Robust global optimization on smooth compact manifolds via hybrid gradient-free dynamics

It is well known that smooth autonomous dynamical systems modeled by ordinary differential equations (ODEs) cannot robustly and globally stabilize a point on compact, boundaryless manifolds. This obstruction, which is topological in nature, has significant implications for optimization problems, rendering traditional continuous-time algorithms incapable of robustly solving global optimization problems in such spaces. In turn, gradient-free optimization algorithms, which usually inherit their stability and convergence properties from their gradient-based counterparts, can also suffer from similar topological obstructions. For instance, this is the case in zeroth-order methods and perturbation-based techniques, where gradients and Hessian matrices are usually estimated in real-time via measurements or evaluations of the cost function.
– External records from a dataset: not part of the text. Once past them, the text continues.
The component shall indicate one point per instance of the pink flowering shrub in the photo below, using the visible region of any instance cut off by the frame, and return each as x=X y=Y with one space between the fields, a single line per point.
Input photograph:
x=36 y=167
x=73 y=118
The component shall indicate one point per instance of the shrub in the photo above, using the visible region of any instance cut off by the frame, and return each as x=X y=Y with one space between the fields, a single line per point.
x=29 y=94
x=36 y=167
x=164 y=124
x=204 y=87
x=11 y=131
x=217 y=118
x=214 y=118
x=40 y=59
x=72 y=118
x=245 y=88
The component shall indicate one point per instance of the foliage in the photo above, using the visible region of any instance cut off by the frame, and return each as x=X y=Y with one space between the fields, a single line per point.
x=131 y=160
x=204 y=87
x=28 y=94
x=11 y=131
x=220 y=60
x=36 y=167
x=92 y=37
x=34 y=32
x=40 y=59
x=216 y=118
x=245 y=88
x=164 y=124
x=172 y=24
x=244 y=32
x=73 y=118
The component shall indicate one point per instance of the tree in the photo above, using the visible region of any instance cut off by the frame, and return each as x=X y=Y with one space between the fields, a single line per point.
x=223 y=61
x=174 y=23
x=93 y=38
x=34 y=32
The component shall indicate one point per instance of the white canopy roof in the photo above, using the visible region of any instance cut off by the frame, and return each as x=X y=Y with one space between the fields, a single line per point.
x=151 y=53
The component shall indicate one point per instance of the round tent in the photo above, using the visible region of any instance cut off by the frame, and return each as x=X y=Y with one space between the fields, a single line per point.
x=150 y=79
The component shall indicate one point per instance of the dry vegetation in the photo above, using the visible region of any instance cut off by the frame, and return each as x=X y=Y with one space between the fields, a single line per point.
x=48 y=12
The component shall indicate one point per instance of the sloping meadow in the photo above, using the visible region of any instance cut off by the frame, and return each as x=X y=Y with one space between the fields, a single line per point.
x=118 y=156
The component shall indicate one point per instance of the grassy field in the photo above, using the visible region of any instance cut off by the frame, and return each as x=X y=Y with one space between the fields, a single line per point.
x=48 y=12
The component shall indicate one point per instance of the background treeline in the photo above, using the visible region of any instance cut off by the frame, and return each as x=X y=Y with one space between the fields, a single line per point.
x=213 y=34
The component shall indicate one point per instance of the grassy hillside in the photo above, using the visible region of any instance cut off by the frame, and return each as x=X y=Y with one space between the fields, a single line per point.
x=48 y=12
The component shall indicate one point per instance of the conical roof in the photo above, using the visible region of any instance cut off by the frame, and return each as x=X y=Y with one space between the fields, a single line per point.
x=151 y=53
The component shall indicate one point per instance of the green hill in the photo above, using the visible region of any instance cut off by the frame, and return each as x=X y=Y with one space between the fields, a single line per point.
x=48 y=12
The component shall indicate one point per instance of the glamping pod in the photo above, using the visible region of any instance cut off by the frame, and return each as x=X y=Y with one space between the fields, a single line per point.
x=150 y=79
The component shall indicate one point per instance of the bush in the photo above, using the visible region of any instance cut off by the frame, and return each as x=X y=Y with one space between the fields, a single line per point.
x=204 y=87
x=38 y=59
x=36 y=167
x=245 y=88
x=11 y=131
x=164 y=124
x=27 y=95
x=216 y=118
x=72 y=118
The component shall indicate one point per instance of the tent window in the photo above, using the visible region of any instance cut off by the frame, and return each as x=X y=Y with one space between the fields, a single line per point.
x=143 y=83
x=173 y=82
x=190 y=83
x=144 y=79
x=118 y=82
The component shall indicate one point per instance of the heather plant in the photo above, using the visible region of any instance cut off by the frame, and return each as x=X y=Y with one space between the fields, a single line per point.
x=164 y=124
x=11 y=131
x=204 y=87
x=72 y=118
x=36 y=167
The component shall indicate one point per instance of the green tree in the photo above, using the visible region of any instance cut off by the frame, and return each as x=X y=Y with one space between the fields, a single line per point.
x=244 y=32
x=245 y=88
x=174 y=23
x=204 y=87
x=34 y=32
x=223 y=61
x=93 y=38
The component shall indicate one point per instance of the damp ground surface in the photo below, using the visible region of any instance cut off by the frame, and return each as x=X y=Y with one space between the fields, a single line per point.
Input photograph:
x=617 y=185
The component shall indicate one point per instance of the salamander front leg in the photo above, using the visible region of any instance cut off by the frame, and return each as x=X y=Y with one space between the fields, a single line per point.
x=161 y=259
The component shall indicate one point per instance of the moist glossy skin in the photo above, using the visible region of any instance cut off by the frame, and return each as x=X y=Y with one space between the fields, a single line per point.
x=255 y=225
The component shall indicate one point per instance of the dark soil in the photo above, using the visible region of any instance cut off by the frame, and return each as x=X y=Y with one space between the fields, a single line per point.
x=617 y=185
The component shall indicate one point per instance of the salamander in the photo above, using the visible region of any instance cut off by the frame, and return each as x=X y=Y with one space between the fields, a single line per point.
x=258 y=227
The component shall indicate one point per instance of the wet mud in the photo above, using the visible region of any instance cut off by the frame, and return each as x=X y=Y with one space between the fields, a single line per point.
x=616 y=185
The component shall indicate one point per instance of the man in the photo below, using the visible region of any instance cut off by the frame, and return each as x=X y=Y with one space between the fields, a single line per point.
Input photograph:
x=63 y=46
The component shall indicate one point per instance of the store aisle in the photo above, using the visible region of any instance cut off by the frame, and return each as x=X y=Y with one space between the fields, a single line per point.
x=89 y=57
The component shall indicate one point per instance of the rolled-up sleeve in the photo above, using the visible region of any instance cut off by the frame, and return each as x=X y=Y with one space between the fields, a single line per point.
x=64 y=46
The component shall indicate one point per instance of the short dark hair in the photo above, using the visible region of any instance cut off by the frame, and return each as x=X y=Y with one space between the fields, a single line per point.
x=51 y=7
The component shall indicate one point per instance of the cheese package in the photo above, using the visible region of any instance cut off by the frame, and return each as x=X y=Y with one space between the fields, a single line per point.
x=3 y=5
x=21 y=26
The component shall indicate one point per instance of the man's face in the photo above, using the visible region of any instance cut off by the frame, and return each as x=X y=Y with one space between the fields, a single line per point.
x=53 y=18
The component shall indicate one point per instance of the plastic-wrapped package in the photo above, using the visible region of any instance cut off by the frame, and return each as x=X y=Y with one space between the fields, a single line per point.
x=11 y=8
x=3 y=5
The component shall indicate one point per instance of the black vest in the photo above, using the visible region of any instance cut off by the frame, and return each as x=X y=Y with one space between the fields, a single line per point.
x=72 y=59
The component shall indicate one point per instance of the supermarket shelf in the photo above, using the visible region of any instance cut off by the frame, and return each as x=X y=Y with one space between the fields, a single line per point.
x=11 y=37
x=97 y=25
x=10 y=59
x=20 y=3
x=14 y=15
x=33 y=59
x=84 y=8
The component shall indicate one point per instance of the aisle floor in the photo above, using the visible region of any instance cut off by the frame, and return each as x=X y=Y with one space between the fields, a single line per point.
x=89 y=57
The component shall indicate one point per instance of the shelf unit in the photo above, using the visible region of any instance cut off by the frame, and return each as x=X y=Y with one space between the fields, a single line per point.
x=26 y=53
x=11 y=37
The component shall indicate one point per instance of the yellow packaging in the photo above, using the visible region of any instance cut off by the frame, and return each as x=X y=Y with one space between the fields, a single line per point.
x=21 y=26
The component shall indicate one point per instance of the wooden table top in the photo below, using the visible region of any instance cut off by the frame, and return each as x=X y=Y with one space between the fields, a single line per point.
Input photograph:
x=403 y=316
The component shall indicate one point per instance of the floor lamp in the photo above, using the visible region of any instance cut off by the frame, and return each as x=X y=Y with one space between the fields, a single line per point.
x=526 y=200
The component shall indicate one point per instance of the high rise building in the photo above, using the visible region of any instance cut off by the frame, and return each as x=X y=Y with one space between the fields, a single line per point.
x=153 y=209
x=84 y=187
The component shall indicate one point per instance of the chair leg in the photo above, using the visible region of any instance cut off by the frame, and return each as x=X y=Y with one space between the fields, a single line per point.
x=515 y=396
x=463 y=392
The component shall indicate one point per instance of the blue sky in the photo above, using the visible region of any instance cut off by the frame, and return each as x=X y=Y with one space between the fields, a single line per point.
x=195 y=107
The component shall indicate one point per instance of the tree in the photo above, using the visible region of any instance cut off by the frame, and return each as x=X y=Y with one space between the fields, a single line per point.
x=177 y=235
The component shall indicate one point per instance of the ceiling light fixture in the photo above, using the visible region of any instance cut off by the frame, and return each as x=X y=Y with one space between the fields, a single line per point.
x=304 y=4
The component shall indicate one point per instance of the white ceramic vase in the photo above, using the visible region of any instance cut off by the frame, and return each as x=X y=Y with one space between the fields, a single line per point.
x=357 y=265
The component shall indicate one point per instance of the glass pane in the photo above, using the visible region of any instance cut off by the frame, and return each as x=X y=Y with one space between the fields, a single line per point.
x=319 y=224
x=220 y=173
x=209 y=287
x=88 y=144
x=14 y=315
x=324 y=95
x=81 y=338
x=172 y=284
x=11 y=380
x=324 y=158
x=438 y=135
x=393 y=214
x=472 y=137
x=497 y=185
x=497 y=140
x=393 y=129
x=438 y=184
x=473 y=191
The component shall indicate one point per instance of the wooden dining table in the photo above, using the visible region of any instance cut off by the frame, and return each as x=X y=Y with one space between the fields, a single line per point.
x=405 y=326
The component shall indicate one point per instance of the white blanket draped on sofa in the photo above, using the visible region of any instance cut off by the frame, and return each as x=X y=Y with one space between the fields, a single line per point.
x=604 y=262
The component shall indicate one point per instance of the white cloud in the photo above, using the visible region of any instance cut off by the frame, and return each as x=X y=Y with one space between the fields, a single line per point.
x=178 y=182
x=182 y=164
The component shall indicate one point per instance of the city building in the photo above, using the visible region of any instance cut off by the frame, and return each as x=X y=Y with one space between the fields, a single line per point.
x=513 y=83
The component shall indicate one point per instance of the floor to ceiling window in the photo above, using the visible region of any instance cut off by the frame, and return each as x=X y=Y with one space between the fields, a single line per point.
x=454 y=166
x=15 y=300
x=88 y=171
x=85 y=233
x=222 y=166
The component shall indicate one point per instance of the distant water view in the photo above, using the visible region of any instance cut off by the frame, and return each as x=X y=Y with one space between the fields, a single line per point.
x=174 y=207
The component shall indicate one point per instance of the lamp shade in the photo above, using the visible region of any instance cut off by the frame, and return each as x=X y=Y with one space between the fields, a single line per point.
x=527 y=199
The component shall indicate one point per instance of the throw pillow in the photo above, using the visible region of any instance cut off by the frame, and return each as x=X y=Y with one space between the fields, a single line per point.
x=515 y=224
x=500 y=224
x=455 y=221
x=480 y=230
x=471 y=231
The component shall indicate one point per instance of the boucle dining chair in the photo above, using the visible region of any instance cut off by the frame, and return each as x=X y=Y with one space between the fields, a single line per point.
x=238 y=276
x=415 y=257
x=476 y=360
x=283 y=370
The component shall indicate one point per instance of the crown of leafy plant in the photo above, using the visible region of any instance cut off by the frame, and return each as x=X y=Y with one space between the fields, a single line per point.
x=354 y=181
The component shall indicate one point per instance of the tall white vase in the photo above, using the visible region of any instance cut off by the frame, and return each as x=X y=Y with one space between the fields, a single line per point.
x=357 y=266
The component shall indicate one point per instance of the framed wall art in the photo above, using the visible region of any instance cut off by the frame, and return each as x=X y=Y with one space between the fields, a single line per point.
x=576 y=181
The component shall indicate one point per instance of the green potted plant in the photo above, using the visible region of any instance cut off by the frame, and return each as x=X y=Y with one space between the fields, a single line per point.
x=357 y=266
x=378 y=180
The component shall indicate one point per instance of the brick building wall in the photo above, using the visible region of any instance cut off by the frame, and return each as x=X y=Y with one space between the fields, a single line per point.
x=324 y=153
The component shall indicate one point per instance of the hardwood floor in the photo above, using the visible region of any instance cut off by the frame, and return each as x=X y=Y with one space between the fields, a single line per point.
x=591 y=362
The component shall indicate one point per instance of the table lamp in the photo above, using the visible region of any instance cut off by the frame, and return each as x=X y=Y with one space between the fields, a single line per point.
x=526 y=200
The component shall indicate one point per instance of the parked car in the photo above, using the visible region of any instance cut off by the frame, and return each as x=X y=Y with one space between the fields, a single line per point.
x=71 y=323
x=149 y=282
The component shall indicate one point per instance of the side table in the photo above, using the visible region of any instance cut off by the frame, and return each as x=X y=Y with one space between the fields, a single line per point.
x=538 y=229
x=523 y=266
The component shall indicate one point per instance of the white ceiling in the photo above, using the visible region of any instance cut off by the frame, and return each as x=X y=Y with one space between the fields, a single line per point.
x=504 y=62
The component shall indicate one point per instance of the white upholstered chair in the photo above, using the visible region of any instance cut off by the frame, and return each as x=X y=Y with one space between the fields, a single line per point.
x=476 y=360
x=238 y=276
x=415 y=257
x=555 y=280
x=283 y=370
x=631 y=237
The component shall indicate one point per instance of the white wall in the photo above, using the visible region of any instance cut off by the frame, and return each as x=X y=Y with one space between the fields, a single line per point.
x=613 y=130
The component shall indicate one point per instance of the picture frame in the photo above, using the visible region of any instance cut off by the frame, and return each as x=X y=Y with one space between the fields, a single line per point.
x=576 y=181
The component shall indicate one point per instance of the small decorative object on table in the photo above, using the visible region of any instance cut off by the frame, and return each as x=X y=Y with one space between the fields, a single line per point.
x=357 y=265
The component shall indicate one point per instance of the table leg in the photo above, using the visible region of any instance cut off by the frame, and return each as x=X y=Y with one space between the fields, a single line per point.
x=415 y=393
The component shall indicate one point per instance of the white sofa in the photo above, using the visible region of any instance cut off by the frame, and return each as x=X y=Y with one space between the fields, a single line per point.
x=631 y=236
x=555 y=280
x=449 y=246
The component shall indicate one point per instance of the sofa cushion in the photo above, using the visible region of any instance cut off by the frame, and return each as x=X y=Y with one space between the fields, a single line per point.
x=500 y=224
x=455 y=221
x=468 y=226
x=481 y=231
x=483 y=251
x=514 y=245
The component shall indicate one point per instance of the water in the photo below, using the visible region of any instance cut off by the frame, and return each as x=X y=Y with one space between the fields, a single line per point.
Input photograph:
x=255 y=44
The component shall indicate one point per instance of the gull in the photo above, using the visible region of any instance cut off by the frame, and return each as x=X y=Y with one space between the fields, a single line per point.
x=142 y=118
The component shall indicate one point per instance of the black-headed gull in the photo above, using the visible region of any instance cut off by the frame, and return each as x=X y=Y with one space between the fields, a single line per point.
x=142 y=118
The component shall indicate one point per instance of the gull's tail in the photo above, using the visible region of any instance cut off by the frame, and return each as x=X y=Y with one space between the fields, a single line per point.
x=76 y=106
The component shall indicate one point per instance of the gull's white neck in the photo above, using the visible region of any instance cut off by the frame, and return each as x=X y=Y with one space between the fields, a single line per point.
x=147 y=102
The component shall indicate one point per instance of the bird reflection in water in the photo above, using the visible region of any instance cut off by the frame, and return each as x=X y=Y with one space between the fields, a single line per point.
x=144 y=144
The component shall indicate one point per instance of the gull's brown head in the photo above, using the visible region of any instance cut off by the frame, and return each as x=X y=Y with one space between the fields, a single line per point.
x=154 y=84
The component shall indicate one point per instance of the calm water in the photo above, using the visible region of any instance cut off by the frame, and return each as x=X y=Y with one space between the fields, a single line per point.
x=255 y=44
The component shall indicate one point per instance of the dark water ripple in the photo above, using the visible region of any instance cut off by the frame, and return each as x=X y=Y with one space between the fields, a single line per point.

To address this problem, in this paper we introduce a novel class of hybrid gradient-free optimization dynamics that combine continuous-time and discrete-time feedback to overcome the obstructions that emerge in traditional ODE-based optimization algorithms evolving on smooth compact manifolds. The proposed hybrid dynamics switch between different gradient-free feedback-laws obtained by applying suitable exploratory geodesic dithers to a family of synergistic diffeomorphisms adapted to the cost function that defines the optimization problem. The use of geodesic dithers enables a suitable exploration of the manifold while simultaneously preserving its forward invariance, a property that is fundamental for many practical applications with physics-based constraints. The hybrid dynamics exploit the information obtained from the geodesic dithers to achieve robust global practical stability of the set of minimizers of the cost function. This stabilization is achieved without having direct access to the gradients of the cost functions, but rather using only real-time and continuous evaluations of the cost. Examples and numerical results are presented to illustrate the main ideas and advantages of the method.